FEATURED COLLEGE OF DISTINCTION
Junior year of high school is usually the most difficult. Not only is it the year in which you take your toughest classes, but it’s also the year in which talk about college prep is the most intense. But don’t worry; you still have time to do what you need to do. Continue to meet with your counselor and ask questions to make sure you’re academically secure to graduate high school. You can also make sure you know the academic requirements for the colleges and universities you might want to attend and see if you are academically secure for those, too. What’s more, you can attend college fairs and narrow down your choices, you can visit and tour them, you can apply for scholarships and job shadow, you can update your résumé, and you can talk to your parents about finances. Your junior year is also when you can take and/or retake the ACT and SAT. That’s a lot to do, but your teachers and counselors know about your to-dos and are ready to help and cheer you on.
By the end of the year, you should have a pretty good idea of your top colleges of choice and maybe an idea of your desired career. Your junior year can be stressful, but these steps can help it feel more manageable.
- Meet with your school counselor at the beginning of each 9-weeks
- Re-visit your college list and try and narrow it down to a top 10
- Attend college fairs
- Consider job-shadowing a few professionals working in your dream career
- Apply for some scholarships
- Visit colleges from your list and start reaching out to admission counselors for more information
- Take the SAT and/or ACT (each more than once)

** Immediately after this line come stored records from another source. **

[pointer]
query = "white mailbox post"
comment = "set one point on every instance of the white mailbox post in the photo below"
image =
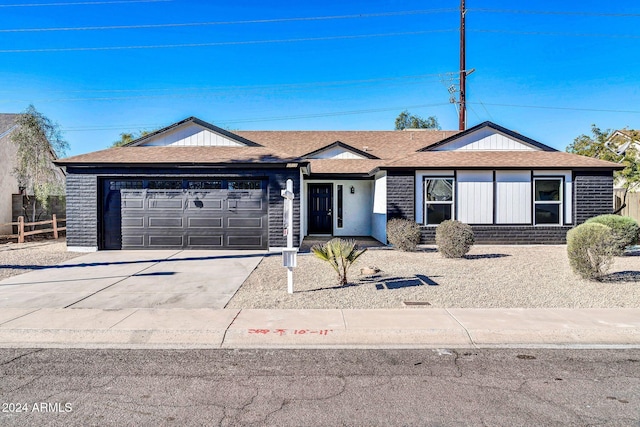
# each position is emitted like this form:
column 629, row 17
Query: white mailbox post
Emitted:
column 290, row 254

- Sit down with your parents to talk about finances and commitments
- Enroll in test prep (Free Test Prep Resources)
- Update your activity résumé at the end of the year
- Make summer plans
- At the end of the year narrow down your college list to top 7 schools
- Brainstorm college essay topics and create outlines (What Makes a Great College Application Essay)
You made it to your last year of high school! Congratulations are in order, but don’t relax just yet. It’s important that you finish strong without giving in to senioritis. During your senior year, you can now apply to the colleges you narrowed your choices down to. You can also continue to retake the SAT or ACT. And, of course, make sure you keep in touch with your advisor to ensure you’re on track for graduation.
- Meet with your school counselor to review your current academic standing and learn if there are any new scholarships available
- Retake the SAT/ACT, if needed
- Research deadlines for the FAFSA and State Financial Aid
- Complete the Free Application for Federal Student Aid (FAFSA®) in October
- Apply for State Financial Aid Before the Deadline (How to Find and Apply for State Financial Aid: A Complete Guide)
- Narrow your college list down to top 5 and find their application forms, deadlines, and enrollment requirements
- Begin applying to colleges
- Ask for letters of recommendations
- Write college application essays
- Finalize your activities resume to submit to colleges (How to Write an Activities Resume for College Applications)
- Complete college applications (A College Applications Guide)
- Find and apply for local and national scholarships ( The Mega List of Scholarships You Should Apply For | Class of 2019-2020)
- Submit college applications
- Review financial aid packages offered by the schools who accepted your application (How to Evaluate Your Financial Aid Award Letter)
- Revisit your top colleges before accepting if needed
- Make your final college choice and enroll (Accepted to Multiple Colleges? Here’s How to Confirm—and Reject—Your Admission)
- Finish high school strong (avoid senioritis)
High school can be the fastest four years of your life, so a clear plan to prepare for college can keep you from rushing through your college search and applications. Good luck!